Je perds de vue le cul de poule. Et je comprends que la naine devant moi tente d’attirer mon attention.

Si, c’est de moi qu’on cause, j’ai pas donné mon accord, que je rétorque.

Elle fait comme si elle n’avait rien entendu. Et me présente à son pote avec un prénom qu’elle a totalement inventé. Et elle nous plante là, quittant l’espace avec une fierté mal placée. J’ai pas le temps de réagir qu’elle a déjà quitté la scène de crime, cette grosse dinde.

Le gars ne sait plus où se foutre et se confond en excuse. Moi aussi, j’ai envie de m’excuser pour le comportement de cette pétasse. Je voudrais lui dire qu’il finira par trouver la bonne, mais que ce n’est pas moi, que cette connasse n’est pas représentative de la gente féminine et qu’il vaudrait mieux qu’il change de potes. Que cette fille voulait certainement attirer son attention, mais que son petit cerveau la pousse à faire des trucs pourris, pour se la jouer cool. Comme quand on veut fumer des clopes au lycée pour faire rebelle alors que c’est l’idée la plus con du monde.

Sauf que mon tour de commander les binouzes est arrivé et que j’ai pas que ça à branler.

Ce n’est qu’un exemple. Et ce n’est pas non plus du harcèlement sexuel à proprement parler. Mais vous avez compris où je veux en venir. Combien de fois avez-vous entendu une femme traiter une de ses congénères de salope ?

Encore l’autre jour, j’ai des copines qui ont fait une virée chez un pote berger. Sur ces entrefaites, y’a les éleveurs de brebis qui ont débarqué. Attention, je vous parle d’un monde où le petit-déjeuner est composé de pâté et de vin rouge. On s’est compris. Donc une douzaine d’éleveurs débarquent dans la cabane du berger, dont seulement deux nanas. Si l’on s’en tient aux clichés, on s’attend naturellement à ce que ces types-là vous fassent chier avec des réflexions machistes et sexistes.

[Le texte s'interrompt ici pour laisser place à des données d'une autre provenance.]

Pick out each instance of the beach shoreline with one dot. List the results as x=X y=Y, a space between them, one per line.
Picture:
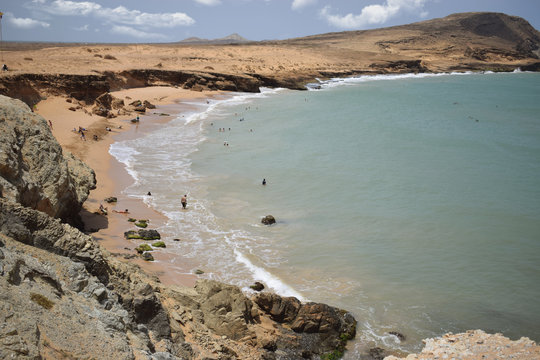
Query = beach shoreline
x=112 y=176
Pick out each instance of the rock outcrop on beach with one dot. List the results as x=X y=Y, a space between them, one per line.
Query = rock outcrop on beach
x=473 y=345
x=459 y=42
x=56 y=281
x=34 y=171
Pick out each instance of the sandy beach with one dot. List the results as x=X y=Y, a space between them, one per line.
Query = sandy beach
x=112 y=176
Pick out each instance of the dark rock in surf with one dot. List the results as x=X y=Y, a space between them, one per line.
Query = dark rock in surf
x=268 y=220
x=257 y=286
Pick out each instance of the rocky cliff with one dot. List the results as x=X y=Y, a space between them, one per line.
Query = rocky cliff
x=34 y=171
x=56 y=282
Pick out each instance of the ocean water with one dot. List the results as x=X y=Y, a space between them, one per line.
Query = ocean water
x=411 y=201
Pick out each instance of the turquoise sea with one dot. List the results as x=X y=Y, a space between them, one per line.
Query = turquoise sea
x=413 y=201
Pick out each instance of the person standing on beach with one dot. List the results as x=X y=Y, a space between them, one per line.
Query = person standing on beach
x=184 y=201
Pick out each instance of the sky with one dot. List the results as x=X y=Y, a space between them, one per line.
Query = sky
x=150 y=21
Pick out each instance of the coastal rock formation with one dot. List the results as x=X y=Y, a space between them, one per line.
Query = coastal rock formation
x=56 y=281
x=268 y=220
x=475 y=344
x=33 y=169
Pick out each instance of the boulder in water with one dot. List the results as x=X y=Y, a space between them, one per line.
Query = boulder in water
x=268 y=220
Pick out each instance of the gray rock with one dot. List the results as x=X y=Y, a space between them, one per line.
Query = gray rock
x=33 y=169
x=146 y=256
x=268 y=220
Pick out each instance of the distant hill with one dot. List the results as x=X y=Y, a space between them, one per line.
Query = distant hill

Et tes copines tu les as bien dressées, et elles font bien la vaisselle, et blabla… C’était les meufs les plus sexistes ! qu’elles m’ont raconté.

Moi, je veux bien qu’on tente d’éduquer les hommes, mais à m’en donné, va falloir un peu plus de solidarité et essayer d’exister autrement que par le regard des hommes. Parce que si ce genre de nanas continuent à enfanter et éduquer leurs fils avec ces idées-là, on va pas arriver à grand chose.

Ceci n’est évidemment pas un message qui sert à dédouaner les hommes de leurs comportements, loin de là. Mais quitte à balancer les porcs, dénonçons les truies.

La paternité de ce merveilleux titre revient à un collègue, qui l’a utilisé dans un tout autre contexte.